A single infusion of genetically engineered immune cells suppressed HIV to undetectable levels in two people for nearly two years without their usual daily medications, according to early clinical data released Tuesday, raising cautious hope that the technology behind some cancer cures might also deliver a functional cure for the virus that causes AIDS.

The study, led by Dr. Steven Deeks of the University of California, San Francisco, tested a modified form of CAR-T cell therapy in nine people living with HIV. Participants stopped their antiretroviral drugs the day they received the infusion, and two of them saw the virus drop to undetectable levels — one for nearly a year and the other for nearly two years — with only occasional blips that researchers believe signal the engineered cells springing back into action.

Deeks called the duration of the responses “provocative.” “There is a real need for a one-and-done, safe and scalable cure,” he said, “and this is one of the strategies that we’re pursuing.”

The results were presented at a meeting of the American Society of Gene and Cell Therapy in Boston and have not yet been published in a peer-reviewed journal. The experiment was an early-stage safety trial designed to test different dosing strategies, not to prove efficacy, and Deeks cautioned that larger, longer studies are essential before any conclusions can be drawn.

Still, the findings represent the first evidence that CAR-T therapy, a treatment that has cured some blood cancers, might be re-engineered to tackle a chronic viral infection. Nearly 40 million people are living with HIV worldwide. Modern antiretroviral medicines can keep the virus at undetectable levels and prevent transmission, but they must be taken daily for life, and the virus quickly rebounds if treatment stops because it hides in latent reservoirs throughout the body.

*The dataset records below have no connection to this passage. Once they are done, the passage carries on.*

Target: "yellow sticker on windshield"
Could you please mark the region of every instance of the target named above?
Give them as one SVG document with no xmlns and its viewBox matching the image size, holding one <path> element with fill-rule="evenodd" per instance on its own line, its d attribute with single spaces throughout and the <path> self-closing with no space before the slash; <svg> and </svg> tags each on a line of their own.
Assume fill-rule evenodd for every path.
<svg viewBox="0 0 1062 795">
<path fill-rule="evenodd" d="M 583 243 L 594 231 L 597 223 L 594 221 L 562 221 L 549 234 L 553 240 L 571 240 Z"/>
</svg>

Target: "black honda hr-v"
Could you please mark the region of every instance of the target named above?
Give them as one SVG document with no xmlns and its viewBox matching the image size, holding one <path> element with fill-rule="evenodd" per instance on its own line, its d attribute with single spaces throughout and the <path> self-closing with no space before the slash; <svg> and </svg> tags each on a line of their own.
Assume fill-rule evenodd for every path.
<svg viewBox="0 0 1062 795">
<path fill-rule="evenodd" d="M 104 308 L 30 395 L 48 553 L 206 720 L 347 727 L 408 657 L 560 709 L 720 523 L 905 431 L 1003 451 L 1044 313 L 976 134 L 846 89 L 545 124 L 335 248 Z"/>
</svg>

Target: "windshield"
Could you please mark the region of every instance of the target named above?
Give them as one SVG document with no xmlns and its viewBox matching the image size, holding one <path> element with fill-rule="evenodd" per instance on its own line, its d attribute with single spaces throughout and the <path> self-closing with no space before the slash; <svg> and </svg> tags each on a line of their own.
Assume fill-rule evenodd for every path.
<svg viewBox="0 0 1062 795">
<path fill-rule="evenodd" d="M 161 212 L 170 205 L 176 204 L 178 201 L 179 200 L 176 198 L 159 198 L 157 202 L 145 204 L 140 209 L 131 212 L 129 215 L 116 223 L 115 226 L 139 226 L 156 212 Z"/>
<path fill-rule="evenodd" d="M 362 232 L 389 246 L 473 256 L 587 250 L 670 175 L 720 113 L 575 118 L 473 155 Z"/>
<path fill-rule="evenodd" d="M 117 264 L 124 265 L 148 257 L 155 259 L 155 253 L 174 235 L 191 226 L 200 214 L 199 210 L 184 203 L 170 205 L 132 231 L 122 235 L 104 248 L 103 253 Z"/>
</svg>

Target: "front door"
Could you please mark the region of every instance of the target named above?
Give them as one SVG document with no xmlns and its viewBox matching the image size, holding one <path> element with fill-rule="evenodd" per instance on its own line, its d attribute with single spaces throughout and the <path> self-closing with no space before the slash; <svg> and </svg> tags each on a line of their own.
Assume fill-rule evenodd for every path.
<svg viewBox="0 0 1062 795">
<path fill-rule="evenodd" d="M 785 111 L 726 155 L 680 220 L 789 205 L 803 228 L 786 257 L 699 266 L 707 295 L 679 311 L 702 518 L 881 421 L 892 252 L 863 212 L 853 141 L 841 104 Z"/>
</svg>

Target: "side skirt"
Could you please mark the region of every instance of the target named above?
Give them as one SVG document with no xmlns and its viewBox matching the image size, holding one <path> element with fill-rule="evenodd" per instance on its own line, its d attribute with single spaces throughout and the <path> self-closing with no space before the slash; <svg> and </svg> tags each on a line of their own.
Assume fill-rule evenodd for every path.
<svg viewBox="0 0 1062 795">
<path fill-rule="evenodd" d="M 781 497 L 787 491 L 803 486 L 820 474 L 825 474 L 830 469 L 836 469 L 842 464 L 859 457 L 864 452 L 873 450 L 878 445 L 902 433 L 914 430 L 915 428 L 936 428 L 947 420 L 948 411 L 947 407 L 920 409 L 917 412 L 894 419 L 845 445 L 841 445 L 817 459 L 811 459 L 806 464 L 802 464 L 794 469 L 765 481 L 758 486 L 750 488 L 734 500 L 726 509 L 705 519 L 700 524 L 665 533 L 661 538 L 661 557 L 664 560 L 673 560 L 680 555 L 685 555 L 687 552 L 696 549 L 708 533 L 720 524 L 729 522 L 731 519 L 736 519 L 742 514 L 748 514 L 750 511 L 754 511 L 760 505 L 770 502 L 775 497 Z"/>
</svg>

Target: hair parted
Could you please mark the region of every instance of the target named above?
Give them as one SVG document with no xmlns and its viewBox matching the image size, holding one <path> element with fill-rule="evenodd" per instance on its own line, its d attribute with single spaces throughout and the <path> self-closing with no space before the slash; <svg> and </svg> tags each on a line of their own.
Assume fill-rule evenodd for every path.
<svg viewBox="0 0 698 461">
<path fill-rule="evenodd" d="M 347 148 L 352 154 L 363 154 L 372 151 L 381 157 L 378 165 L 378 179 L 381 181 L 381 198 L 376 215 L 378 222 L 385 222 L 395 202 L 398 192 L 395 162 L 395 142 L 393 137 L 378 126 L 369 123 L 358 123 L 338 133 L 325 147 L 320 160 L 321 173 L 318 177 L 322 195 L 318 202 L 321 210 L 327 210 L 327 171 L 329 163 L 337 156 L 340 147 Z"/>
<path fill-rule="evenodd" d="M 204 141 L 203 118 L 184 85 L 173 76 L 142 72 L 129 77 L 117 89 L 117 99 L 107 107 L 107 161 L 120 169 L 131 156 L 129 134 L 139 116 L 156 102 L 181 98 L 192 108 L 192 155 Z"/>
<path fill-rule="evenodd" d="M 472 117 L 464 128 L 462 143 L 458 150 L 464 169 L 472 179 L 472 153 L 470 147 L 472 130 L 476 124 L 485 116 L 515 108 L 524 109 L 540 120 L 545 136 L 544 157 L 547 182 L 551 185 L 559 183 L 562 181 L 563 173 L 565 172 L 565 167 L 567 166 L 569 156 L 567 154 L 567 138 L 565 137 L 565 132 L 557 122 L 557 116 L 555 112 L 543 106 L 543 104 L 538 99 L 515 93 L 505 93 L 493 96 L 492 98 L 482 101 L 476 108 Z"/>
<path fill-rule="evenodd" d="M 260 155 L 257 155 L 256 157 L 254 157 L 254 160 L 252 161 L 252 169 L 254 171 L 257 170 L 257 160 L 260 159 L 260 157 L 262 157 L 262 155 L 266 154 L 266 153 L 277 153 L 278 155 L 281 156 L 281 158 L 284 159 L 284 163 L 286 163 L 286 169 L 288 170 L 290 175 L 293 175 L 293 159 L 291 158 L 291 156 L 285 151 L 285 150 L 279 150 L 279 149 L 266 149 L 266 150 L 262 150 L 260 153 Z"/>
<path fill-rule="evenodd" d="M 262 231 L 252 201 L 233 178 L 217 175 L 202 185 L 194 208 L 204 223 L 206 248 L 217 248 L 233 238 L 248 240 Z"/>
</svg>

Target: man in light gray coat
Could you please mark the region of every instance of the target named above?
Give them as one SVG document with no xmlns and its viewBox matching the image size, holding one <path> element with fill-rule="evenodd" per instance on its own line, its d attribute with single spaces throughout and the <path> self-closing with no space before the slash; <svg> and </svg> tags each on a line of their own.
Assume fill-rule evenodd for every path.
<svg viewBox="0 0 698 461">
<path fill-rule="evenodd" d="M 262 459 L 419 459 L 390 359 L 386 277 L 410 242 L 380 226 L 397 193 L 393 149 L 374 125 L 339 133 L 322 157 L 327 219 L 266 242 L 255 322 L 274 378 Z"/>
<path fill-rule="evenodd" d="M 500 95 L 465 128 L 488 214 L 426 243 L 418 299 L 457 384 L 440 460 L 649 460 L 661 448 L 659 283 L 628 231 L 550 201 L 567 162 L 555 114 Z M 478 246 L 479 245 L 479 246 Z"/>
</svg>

Scientists have pursued a cure for decades, exploring rare gene mutations that confer natural resistance, as well as stem cell transplants that have left a handful of patients free of the virus — an approach too risky for widespread use.

CAR-T therapy works by extracting a patient’s T cells, genetically reprogramming them to recognize specific targets, and returning them as “living drugs.” For HIV, researchers at the nonprofit Caring Cross designed CAR-T cells with a dual function: they home in on and destroy HIV-infected cells, and they carry an engineered shield that protects them from being infected by the same virus they are supposed to fight.

“With that added armor, they should be able to reproduce enough to keep HIV in check,” said Caring Cross executive director Boro Dropulić.

The trial enrolled nine participants who had well-controlled HIV on medication. The first three received CAR-T cells alone and showed no response; they resumed their usual drug regimens. The next six received a small dose of chemotherapy beforehand to clear space in the immune system for the incoming cells. Among them, two people saw sustained suppression. A third had a temporary response and eventually restarted antiretroviral therapy. No serious side effects were reported.

Crucially, all three patients who showed any benefit had started their HIV treatment soon after infection, Deeks said. That pattern is logical, he explained, because people treated early tend to have smaller viral reservoirs and healthier immune systems — conditions that may make CAR-T therapy more likely to work.

Dr. Hans-Peter Kiem, a gene therapy expert at the Fred Hutchinson Cancer Center in Seattle who was not involved in the study, called the early responses “very fascinating” but stressed that much more research is needed to confirm that the approach truly works. He noted that the findings will need to be replicated in larger groups and followed over longer periods to assess durability and safety.

Andrea Gramatica, vice president for research at amfAR, The Foundation for AIDS Research, which is funding related work, said the strategy is exciting because it amplifies what the immune system already does. “It’s boosting what our body, our immune system, can already do,” she said.

If CAR-T therapy eventually proves effective against HIV, it would face the same access challenges that have limited its use in cancer: the treatment is complex, expensive, and requires specialized manufacturing for each patient. Caring Cross and other groups are already exploring ways to simplify and lower the cost of the process.

For now, the two patients who responded remain off their daily pills, their virus held at bay by cells engineered in a laboratory — a small but startling signal that a single intervention might one day replace a lifetime of medication.